Unfortunately the old style only prevents people using the old style from seeing the hearts. So people who use the new style will still see heart symbols on your post, and you'll still get e-mails telling you "Someone liked your post!", with no way of ever finding out who.
Thanks, I have already figured that out because when I checked my account without being logged from phone, for example, even in old style design it still shows the hearts and other people can see them. So this is sort of delusional solution: if I don't see it it doesn't exist. Actually it does. Besides, the notifications, like you mentioned. So it won't work. But I want them out. I read few comments and I would say at least around half of the people want to get rid of them.
I think it's far more than half. But LJ, as usual, won't care.
It's because I read only a couple of pages of comments. If they don't care and they obviously don't, would it be effective to turn rating off so they cannot use your entries on LJ pages that feature the latest or the most popular or whatever, so it would deter advertisers?

I also know that they manipulate rating, I have no idea if it is true for the English-speaking audience but for Russians they certainly do. They have about 4 or 5 douche bags with patriotic rhetoric that dominate the top. And it is all chill until they have masses of idiots around that contribute their work so advertisers fill the pockets of LJ or whoever owns it but I wonder what would happen if all people made their entries private somehow, I bet they wouldn't like it. It is only business after all, nothing personal.
LJ moved its servers because Russian law requires all information on Russians to be stored inside its borders, on back-doored servers. Putin's government has permanently blocked LinkedIn for the same reason.

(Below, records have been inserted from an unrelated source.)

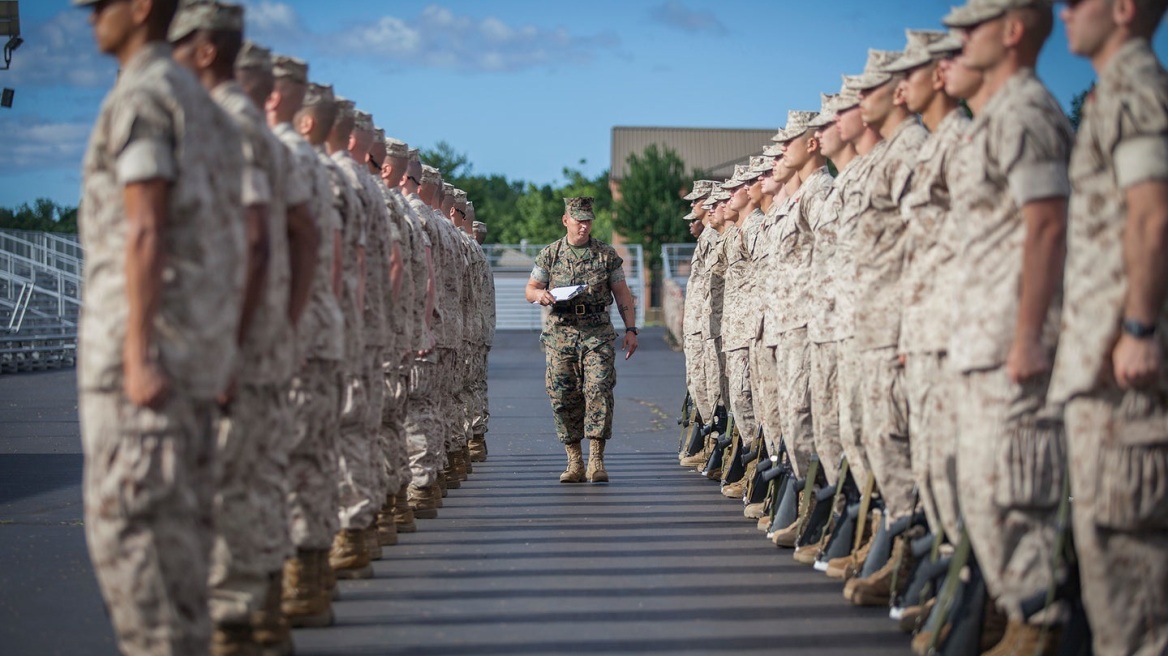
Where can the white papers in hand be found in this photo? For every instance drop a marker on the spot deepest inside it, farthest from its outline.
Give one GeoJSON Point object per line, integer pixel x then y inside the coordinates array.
{"type": "Point", "coordinates": [567, 293]}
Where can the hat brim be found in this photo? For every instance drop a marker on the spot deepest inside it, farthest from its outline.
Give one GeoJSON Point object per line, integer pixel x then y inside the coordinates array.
{"type": "Point", "coordinates": [968, 16]}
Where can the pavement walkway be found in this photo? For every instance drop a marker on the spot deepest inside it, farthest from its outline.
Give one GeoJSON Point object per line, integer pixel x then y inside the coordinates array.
{"type": "Point", "coordinates": [657, 562]}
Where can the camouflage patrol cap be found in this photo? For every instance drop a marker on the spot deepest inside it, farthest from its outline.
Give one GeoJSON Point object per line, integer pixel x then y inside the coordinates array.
{"type": "Point", "coordinates": [762, 165]}
{"type": "Point", "coordinates": [396, 148]}
{"type": "Point", "coordinates": [701, 188]}
{"type": "Point", "coordinates": [874, 70]}
{"type": "Point", "coordinates": [254, 56]}
{"type": "Point", "coordinates": [290, 68]}
{"type": "Point", "coordinates": [916, 53]}
{"type": "Point", "coordinates": [345, 109]}
{"type": "Point", "coordinates": [208, 14]}
{"type": "Point", "coordinates": [319, 95]}
{"type": "Point", "coordinates": [579, 208]}
{"type": "Point", "coordinates": [826, 116]}
{"type": "Point", "coordinates": [977, 12]}
{"type": "Point", "coordinates": [798, 124]}
{"type": "Point", "coordinates": [950, 44]}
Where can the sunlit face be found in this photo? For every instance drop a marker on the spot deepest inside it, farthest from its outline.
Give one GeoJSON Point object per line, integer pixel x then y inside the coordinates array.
{"type": "Point", "coordinates": [829, 141]}
{"type": "Point", "coordinates": [920, 88]}
{"type": "Point", "coordinates": [1089, 23]}
{"type": "Point", "coordinates": [578, 231]}
{"type": "Point", "coordinates": [985, 43]}
{"type": "Point", "coordinates": [850, 124]}
{"type": "Point", "coordinates": [739, 197]}
{"type": "Point", "coordinates": [112, 22]}
{"type": "Point", "coordinates": [960, 81]}
{"type": "Point", "coordinates": [876, 104]}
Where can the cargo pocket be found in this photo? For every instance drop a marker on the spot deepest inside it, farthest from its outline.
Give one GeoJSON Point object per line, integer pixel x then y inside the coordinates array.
{"type": "Point", "coordinates": [1133, 467]}
{"type": "Point", "coordinates": [1031, 463]}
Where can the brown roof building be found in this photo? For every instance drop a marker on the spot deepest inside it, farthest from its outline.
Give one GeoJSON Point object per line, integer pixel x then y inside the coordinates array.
{"type": "Point", "coordinates": [714, 151]}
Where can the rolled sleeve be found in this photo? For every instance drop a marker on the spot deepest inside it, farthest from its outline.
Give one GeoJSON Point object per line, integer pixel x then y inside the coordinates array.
{"type": "Point", "coordinates": [1141, 159]}
{"type": "Point", "coordinates": [1036, 181]}
{"type": "Point", "coordinates": [146, 159]}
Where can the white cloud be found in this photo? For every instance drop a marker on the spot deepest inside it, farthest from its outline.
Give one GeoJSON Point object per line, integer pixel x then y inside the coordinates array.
{"type": "Point", "coordinates": [676, 15]}
{"type": "Point", "coordinates": [61, 53]}
{"type": "Point", "coordinates": [44, 145]}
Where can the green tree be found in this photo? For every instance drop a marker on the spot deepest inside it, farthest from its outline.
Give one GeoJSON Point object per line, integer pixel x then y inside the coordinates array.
{"type": "Point", "coordinates": [651, 202]}
{"type": "Point", "coordinates": [43, 215]}
{"type": "Point", "coordinates": [1077, 103]}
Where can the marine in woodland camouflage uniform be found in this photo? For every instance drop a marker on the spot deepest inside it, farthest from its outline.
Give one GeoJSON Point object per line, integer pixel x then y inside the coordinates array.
{"type": "Point", "coordinates": [1110, 363]}
{"type": "Point", "coordinates": [155, 346]}
{"type": "Point", "coordinates": [578, 336]}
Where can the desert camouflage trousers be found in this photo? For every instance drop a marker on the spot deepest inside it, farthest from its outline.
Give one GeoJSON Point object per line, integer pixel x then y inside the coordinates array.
{"type": "Point", "coordinates": [480, 409]}
{"type": "Point", "coordinates": [852, 413]}
{"type": "Point", "coordinates": [423, 424]}
{"type": "Point", "coordinates": [885, 430]}
{"type": "Point", "coordinates": [825, 407]}
{"type": "Point", "coordinates": [1008, 492]}
{"type": "Point", "coordinates": [932, 423]}
{"type": "Point", "coordinates": [148, 487]}
{"type": "Point", "coordinates": [312, 474]}
{"type": "Point", "coordinates": [764, 392]}
{"type": "Point", "coordinates": [742, 402]}
{"type": "Point", "coordinates": [579, 379]}
{"type": "Point", "coordinates": [251, 521]}
{"type": "Point", "coordinates": [793, 360]}
{"type": "Point", "coordinates": [395, 454]}
{"type": "Point", "coordinates": [355, 453]}
{"type": "Point", "coordinates": [1119, 480]}
{"type": "Point", "coordinates": [696, 383]}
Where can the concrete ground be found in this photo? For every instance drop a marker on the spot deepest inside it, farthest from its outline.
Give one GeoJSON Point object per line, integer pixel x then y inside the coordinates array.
{"type": "Point", "coordinates": [657, 562]}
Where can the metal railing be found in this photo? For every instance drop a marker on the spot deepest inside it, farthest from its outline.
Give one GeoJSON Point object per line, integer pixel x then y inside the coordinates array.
{"type": "Point", "coordinates": [510, 265]}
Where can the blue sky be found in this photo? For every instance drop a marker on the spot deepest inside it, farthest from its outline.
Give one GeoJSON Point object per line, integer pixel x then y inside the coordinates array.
{"type": "Point", "coordinates": [522, 86]}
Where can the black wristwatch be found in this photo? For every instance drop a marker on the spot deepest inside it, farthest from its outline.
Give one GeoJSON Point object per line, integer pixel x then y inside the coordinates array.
{"type": "Point", "coordinates": [1139, 330]}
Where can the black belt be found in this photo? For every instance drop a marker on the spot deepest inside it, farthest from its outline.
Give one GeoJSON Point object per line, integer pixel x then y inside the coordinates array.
{"type": "Point", "coordinates": [579, 309]}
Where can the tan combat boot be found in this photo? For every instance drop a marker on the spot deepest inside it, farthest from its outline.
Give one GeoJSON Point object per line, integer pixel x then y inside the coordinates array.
{"type": "Point", "coordinates": [423, 502]}
{"type": "Point", "coordinates": [876, 590]}
{"type": "Point", "coordinates": [306, 601]}
{"type": "Point", "coordinates": [387, 529]}
{"type": "Point", "coordinates": [478, 447]}
{"type": "Point", "coordinates": [403, 515]}
{"type": "Point", "coordinates": [450, 474]}
{"type": "Point", "coordinates": [1026, 639]}
{"type": "Point", "coordinates": [234, 640]}
{"type": "Point", "coordinates": [596, 472]}
{"type": "Point", "coordinates": [349, 556]}
{"type": "Point", "coordinates": [269, 627]}
{"type": "Point", "coordinates": [373, 543]}
{"type": "Point", "coordinates": [575, 472]}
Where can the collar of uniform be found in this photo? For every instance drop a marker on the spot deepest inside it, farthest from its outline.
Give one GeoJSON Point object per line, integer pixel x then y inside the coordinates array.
{"type": "Point", "coordinates": [586, 253]}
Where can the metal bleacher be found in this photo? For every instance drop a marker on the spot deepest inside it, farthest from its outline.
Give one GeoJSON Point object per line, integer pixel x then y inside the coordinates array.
{"type": "Point", "coordinates": [40, 300]}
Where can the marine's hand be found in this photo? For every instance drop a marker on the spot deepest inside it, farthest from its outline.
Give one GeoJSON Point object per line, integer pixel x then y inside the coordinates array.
{"type": "Point", "coordinates": [1027, 358]}
{"type": "Point", "coordinates": [145, 384]}
{"type": "Point", "coordinates": [1137, 362]}
{"type": "Point", "coordinates": [630, 344]}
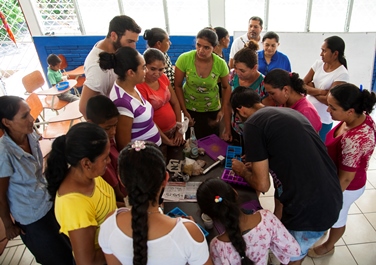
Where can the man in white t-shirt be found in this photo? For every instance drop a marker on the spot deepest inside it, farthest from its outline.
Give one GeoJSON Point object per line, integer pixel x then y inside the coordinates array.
{"type": "Point", "coordinates": [123, 31]}
{"type": "Point", "coordinates": [254, 30]}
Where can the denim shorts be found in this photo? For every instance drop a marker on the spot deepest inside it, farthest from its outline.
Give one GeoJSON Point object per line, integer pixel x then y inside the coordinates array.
{"type": "Point", "coordinates": [305, 239]}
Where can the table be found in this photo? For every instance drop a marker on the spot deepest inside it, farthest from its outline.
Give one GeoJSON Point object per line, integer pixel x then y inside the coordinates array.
{"type": "Point", "coordinates": [246, 194]}
{"type": "Point", "coordinates": [53, 91]}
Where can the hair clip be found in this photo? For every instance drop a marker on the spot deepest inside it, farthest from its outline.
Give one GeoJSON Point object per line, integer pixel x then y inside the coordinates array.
{"type": "Point", "coordinates": [138, 145]}
{"type": "Point", "coordinates": [217, 199]}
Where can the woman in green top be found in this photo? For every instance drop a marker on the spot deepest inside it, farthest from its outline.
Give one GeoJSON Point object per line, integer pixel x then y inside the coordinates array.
{"type": "Point", "coordinates": [199, 95]}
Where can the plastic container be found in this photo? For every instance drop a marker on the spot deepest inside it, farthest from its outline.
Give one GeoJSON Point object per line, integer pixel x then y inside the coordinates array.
{"type": "Point", "coordinates": [177, 212]}
{"type": "Point", "coordinates": [62, 85]}
{"type": "Point", "coordinates": [228, 175]}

Here's the story, with obligatory URL obfuscation:

Damnit LJ, spambots are using that stupid feature to pester me on entries ranging from 6 months to 10 FUCKING YEAR old.
I don't want to turn off the "notification", I want the button entirely removed from every single one of my entries.
Is there a way to disable this feature? Like many commenting here, I value the deeper conversation livejournal enables, and do not want interactions to be reduced to liking.